How is your baseless comment better than his? If the TO would provide an NFL team an edge someone would try it. The fact that no one has,ever, means case closed.
The real point here is what offense you run is not just about the offense itself but how it fits into the team structure. What we have seen at Tech is successful offenses with overall lesser talent. We have also seen that recruiting problem extend to the rest of the team and suffered with poor defenses and special teams most years. So yes, you can rave about the offense but the point is to win games. Kudos to Paul for what he was able to accomplish at Tech. I preferred his ability to have higher highs that Chan but also have to admit he had lower lows. Now he’s decided to step down and I am excited by the potential the new staff promises. Here’s hoping they can deliver.
I think your second paragraph refutes your first. For whatever reason, the flexbone offense is not seen as cool. And player buy-in is crucial to the NFL game. Saying that players don't want to play in that offense is different from saying that it wouldn't work if they did.
Just look at the D1, Pwr5. Regardless of the issues surrounding CPJ and Defense (I think there's probably something there but not as simplistic as some made it seem a few months ago), he did prove that his offense works at the D1, Pwr5 level. So, people began to ask why more D1 teams didn't use it. The answer is obviously not that it doesn't work. When you consider the success of Navy and now Army as well as others at D1 and even against Pwr5 opponents, it's been working everywhere it's been tried. So, the answer seems to come down to two issues: getting players willing to commit to it and the risk-factor associated with being different.

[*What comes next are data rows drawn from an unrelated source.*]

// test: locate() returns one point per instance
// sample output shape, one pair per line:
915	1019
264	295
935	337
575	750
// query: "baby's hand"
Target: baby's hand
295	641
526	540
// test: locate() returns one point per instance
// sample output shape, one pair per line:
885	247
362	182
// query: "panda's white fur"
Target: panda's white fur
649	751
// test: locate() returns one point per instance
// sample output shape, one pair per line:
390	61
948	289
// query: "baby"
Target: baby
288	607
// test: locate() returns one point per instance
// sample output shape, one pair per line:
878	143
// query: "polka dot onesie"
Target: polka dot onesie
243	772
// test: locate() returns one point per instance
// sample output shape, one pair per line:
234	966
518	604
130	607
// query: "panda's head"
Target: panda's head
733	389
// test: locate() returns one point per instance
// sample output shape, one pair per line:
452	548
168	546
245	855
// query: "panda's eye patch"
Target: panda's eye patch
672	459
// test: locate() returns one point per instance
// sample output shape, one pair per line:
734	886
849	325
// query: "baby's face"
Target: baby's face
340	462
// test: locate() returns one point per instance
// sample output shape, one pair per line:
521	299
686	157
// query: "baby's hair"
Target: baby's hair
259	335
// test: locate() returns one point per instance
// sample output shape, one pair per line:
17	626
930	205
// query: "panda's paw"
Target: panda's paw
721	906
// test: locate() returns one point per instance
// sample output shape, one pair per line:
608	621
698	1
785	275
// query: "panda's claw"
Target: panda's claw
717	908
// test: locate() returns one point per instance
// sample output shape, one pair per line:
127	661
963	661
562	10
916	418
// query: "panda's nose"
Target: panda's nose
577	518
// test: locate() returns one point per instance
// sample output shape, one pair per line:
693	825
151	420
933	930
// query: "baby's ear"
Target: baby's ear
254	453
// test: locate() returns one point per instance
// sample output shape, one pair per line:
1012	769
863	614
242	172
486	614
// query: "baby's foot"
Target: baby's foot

What I mean by the risk-factor associated with being different can be seen in this post:
Anyone who watched the Clemson and mutt games of the past few years and wanted to keep running that offense against 'em is a masochist.
Three years ago, we beat the mutts averaging 7.5 yds/play against a defense which allowed 5.26 yds/play on average. However, leave that aside. In 2017 and 2018, Clemson had the number 3 and number 1 defenses in the country. In 2017, both georgie and Climp's kid were playoff teams. In 2018, georgie had the #7 defense in the country. So, let it sink in. Someone who is probably otherwise reasonable, reduced the struggles of our offense against two of the best defenses in the country to ... the scheme.
Now, can you imagine the fans of most teams calling into question the offensive scheme when their team fails to be as efficient against the best and one of the best teams in the country? Obviously not. However, when you run a unique scheme, there is a tendency among skeptical fans and commentators to treat it like some kind of magic. If it doesn't perform a miracle, then the magic must have worn off. The defenses have figured it out. Or whatever. The fact that our starting QB over the last two years was brought in as an A-Back and that the guys expected to compete for the starting job were injured, and all of this is after the primary QB target had been injured before arriving on campus. When you run a unique offense, none of that matters.